On May 3, 2006, at 5:19 PM, Peter B. wrote:

require ‘net/ftp’
indexfiles = Dir.glob("*.pdf")
indexfiles.each do |indexfile|
ftp = Net::FTP.open(‘mpc.bna.com’) do |ftp|
ftp.login(‘username’,‘password’)
ftp.chdir(’/data/bnaindex’)
ftp.putbinaryfile(“indexfile”)
^^^^^^^^^
you want indexfile, not “indexfile”
end
end

Also, you are creating a new connection for every file. You want
something like:

require ‘net/ftp’
Net::FTP.open(‘mpc.bna.com’) do |ftp|
ftp.login(‘username’,‘password’)
ftp.chdir(’/data/bnaindex’)
Dir.glob("*.pdf").each { |file| ftp.putbinaryfile(file) }
end

– Daniel


#8

Ryan L. wrote:

On 5/3/06, Peter B. removed_email_address@domain.invalid wrote:

require ‘net/ftp’
indexfiles = Dir.glob("*.pdf")
indexfiles.each do |indexfile|
ftp = Net::FTP.open(‘mpc.bna.com’) do |ftp|
ftp.login(‘username’,‘password’)
ftp.chdir(’/data/bnaindex’)
ftp.putbinaryfile(“indexfile”)

I suppose no one has pointed out that the above line is probably a
bug. Here you are telling the FTP library to put a binary file called
indexfile, not using the contents of the variable indexfile. Therein
lies the problem, as far as I can see.

Regards,
Ryan

You mean, I shouldn’t have it in quotes, right? Or, should I use
(#{indexfile})? I have been told in the past to use that #{
nomenclature. Now I see why. Thank you!


#9

Daniel H. wrote:

On May 3, 2006, at 5:19 PM, Peter B. wrote:

require ‘net/ftp’
indexfiles = Dir.glob("*.pdf")
indexfiles.each do |indexfile|
ftp = Net::FTP.open(‘mpc.bna.com’) do |ftp|
ftp.login(‘username’,‘password’)
ftp.chdir(’/data/bnaindex’)
ftp.putbinaryfile(“indexfile”)
^^^^^^^^^
you want indexfile, not “indexfile”
end
end

Also, you are creating a new connection for every file. You want
something like:

require ‘net/ftp’
Net::FTP.open(‘mpc.bna.com’) do |ftp|
ftp.login(‘username’,‘password’)
ftp.chdir(’/data/bnaindex’)
Dir.glob("*.pdf").each { |file| ftp.putbinaryfile(file) }
end

– Daniel

Thanks. I’ll try this. The reason I was doing it for every file was
because, in my real, live file, I’m sending a notification e-mail for
each file sent, with the filename in the subject line. I suppose I could
still do that, after sending all the files en-masse. Just to a mail
“each” for each PDF.


#10

Apart from the fact the Leavengood (upthread) has probably spotted your
problem, try ethereal on Windows if you’re still having trouble. It’ll
at
least tell you if your problem is local.


#11

On 5/4/06, Peter B. removed_email_address@domain.invalid wrote:

You mean, I shouldn’t have it in quotes, right? Or, should I use
(#{indexfile})? I have been told in the past to use that #{
nomenclature. Now I see why. Thank you!

The #{var} syntax is for embedding a variable in a string.

str = “Hello #{username}, welcome to the Bat Cave.”
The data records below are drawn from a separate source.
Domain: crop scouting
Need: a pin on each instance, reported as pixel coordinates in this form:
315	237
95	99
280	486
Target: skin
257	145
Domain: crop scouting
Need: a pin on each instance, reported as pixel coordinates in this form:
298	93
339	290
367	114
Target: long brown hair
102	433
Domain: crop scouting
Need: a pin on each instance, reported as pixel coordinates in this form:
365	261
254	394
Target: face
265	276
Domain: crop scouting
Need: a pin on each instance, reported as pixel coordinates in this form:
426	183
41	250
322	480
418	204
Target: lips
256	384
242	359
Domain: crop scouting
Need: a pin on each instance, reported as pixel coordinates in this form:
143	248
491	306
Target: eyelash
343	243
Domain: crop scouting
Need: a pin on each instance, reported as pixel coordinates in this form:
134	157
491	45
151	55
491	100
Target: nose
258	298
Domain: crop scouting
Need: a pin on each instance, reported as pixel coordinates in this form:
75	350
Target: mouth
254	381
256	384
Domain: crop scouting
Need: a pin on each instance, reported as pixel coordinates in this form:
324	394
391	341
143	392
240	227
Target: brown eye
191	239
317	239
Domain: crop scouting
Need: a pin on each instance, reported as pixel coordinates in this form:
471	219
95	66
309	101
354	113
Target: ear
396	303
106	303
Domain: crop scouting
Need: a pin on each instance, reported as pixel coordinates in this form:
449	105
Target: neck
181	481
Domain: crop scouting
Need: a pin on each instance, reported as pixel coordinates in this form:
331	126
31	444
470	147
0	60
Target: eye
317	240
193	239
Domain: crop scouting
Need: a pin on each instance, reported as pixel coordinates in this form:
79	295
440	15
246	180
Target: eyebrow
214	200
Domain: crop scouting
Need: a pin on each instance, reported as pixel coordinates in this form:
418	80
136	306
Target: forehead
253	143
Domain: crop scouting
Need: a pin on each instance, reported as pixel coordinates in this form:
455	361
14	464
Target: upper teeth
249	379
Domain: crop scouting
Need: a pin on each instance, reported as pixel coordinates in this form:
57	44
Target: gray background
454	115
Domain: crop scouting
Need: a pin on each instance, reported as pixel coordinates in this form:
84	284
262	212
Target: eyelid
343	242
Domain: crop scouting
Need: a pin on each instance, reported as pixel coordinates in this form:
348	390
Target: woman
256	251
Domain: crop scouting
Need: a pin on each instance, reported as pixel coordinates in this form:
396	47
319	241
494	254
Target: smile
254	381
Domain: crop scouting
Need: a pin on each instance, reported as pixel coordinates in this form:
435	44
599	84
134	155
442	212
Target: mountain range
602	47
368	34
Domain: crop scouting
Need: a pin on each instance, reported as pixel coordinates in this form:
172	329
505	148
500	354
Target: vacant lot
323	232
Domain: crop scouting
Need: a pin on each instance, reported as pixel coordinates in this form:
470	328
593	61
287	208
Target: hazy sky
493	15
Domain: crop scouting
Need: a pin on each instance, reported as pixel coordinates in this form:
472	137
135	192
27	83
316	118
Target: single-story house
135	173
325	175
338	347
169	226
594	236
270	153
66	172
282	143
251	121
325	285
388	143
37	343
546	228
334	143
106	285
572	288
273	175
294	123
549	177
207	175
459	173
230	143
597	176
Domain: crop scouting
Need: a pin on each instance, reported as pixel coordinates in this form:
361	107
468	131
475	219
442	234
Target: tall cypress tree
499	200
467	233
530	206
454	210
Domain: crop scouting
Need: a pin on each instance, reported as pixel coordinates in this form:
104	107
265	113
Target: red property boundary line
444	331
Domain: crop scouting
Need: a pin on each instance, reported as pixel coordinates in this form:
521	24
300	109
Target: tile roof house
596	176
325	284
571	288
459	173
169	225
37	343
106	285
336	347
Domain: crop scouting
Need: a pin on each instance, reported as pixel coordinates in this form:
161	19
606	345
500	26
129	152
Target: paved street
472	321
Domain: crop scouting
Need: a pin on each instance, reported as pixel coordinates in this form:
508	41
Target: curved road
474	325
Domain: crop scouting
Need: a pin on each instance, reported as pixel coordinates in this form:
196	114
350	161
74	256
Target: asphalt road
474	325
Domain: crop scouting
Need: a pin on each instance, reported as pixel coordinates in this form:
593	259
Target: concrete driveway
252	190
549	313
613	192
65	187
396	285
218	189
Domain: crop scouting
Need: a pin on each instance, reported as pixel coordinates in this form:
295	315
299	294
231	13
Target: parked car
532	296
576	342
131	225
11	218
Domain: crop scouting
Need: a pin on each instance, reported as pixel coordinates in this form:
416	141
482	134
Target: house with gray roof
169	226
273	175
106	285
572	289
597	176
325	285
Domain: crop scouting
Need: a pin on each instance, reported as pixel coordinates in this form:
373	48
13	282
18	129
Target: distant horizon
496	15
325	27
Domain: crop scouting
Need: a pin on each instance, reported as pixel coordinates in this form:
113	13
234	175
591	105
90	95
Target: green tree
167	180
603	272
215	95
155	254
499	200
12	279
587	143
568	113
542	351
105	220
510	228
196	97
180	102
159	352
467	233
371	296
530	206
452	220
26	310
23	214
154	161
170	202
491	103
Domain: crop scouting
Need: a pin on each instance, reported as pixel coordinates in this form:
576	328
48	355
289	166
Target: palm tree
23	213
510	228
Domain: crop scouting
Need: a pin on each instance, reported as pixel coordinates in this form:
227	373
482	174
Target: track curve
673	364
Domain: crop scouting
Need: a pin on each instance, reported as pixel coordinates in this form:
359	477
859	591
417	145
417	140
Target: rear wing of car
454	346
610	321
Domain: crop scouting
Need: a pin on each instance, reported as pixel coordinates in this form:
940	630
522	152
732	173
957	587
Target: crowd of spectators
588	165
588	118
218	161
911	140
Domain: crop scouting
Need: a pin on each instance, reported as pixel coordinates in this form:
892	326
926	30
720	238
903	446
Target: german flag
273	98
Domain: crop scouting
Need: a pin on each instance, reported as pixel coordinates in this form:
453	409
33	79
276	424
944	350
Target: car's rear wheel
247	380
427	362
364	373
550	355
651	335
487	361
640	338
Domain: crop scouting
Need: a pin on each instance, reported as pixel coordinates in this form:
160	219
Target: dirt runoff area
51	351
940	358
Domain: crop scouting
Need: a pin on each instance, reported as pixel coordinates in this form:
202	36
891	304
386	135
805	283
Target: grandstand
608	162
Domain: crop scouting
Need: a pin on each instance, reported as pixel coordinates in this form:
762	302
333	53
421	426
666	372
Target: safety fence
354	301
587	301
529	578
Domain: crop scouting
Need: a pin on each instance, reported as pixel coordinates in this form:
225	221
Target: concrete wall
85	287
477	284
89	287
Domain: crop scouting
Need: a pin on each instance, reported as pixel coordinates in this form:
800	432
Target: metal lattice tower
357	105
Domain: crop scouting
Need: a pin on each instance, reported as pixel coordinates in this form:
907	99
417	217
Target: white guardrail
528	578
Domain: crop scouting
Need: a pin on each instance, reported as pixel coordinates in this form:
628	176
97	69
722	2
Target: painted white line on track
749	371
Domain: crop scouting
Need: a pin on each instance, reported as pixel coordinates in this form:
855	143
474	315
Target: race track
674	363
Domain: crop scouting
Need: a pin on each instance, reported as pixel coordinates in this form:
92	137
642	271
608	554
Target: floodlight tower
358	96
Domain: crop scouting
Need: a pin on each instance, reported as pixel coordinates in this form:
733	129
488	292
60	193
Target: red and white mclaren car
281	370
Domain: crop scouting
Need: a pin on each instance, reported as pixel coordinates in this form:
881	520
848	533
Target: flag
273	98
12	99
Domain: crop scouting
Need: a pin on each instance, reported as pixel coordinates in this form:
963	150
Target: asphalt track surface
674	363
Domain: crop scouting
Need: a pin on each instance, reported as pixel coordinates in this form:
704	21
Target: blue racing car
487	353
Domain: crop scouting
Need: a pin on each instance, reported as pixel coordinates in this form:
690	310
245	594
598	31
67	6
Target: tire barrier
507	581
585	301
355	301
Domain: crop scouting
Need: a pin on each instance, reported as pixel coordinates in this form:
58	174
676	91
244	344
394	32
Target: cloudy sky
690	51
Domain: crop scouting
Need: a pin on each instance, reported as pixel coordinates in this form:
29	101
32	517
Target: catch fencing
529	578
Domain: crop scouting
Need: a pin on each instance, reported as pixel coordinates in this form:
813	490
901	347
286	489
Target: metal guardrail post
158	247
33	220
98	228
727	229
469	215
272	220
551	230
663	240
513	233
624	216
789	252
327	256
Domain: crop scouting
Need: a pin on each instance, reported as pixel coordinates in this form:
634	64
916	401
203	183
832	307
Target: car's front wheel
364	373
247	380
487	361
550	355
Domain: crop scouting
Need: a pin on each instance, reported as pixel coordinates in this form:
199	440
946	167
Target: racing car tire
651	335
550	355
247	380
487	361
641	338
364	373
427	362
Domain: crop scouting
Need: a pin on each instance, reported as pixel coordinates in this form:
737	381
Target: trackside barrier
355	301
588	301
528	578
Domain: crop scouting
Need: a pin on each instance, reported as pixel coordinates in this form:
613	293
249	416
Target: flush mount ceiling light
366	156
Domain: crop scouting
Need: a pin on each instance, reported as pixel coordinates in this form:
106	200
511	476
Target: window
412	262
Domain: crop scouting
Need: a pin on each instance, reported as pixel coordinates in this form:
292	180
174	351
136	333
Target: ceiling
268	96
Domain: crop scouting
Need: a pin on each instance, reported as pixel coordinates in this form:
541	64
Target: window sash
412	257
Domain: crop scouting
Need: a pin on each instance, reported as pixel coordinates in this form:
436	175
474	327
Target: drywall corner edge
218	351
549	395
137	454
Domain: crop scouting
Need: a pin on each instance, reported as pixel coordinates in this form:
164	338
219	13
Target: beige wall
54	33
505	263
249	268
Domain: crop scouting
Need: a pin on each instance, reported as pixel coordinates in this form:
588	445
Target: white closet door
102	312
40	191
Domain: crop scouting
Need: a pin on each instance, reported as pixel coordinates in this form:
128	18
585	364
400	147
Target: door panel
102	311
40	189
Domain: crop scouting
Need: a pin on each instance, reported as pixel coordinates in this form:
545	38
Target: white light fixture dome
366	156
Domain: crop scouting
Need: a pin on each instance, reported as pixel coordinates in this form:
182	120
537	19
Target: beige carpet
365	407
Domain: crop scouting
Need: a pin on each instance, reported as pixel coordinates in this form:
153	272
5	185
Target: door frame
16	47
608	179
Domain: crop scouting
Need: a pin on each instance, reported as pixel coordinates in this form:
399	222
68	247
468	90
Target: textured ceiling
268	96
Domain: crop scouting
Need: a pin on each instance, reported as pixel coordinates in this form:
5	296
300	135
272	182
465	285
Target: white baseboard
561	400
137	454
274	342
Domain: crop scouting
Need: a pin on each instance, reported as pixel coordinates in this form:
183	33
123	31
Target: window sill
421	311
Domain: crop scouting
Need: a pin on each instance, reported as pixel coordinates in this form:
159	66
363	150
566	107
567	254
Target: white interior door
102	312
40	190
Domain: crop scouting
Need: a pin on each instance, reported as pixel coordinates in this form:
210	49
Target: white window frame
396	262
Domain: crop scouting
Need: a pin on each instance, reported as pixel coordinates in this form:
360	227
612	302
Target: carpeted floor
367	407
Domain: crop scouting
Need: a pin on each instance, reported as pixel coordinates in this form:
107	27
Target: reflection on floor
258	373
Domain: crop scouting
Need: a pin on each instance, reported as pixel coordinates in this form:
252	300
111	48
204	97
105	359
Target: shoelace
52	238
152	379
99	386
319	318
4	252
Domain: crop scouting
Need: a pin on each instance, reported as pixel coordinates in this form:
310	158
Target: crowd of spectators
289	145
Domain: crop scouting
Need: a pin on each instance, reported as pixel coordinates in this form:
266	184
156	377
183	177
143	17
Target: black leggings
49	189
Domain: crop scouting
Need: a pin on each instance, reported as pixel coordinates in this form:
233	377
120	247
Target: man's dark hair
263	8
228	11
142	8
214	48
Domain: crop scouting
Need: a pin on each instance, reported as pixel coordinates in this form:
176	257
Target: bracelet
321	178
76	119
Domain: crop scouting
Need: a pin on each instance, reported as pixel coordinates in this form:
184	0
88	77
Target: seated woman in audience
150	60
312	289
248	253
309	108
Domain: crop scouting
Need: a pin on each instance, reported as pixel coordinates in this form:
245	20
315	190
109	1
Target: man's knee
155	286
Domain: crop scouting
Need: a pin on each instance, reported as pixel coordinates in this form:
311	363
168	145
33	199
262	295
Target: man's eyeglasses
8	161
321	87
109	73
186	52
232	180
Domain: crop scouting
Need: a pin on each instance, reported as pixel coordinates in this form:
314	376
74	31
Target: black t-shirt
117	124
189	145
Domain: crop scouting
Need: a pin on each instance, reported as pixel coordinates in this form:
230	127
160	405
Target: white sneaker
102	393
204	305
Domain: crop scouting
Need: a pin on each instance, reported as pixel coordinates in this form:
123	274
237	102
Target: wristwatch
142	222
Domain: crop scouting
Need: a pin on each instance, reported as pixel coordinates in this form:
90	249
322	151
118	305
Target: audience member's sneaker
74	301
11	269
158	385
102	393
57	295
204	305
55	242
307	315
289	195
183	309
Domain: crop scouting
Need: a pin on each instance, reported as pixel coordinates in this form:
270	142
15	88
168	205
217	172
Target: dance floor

if you’re not in a string, don’t use #{var}, the unadorned variable name
will give you the variable.

say_hello_to(username)

Cheers

;Daniel


#12

Francis C. wrote:

Apart from the fact the Leavengood (upthread) has probably spotted your
problem, try ethereal on Windows if you’re still having trouble. It’ll
at
least tell you if your problem is local.

I’ve googled it and I’ll download it. Thanks. But, I do know that many,
many files are going from my company to our printer, for printing, so, I
don’t think it’s a network issue. I just think that my RUBY is screwy.


#13

Daniel B. wrote:

On 5/4/06, Peter B. removed_email_address@domain.invalid wrote:

You mean, I shouldn’t have it in quotes, right? Or, should I use
(#{indexfile})? I have been told in the past to use that #{
nomenclature. Now I see why. Thank you!

The #{var} syntax is for embedding a variable in a string.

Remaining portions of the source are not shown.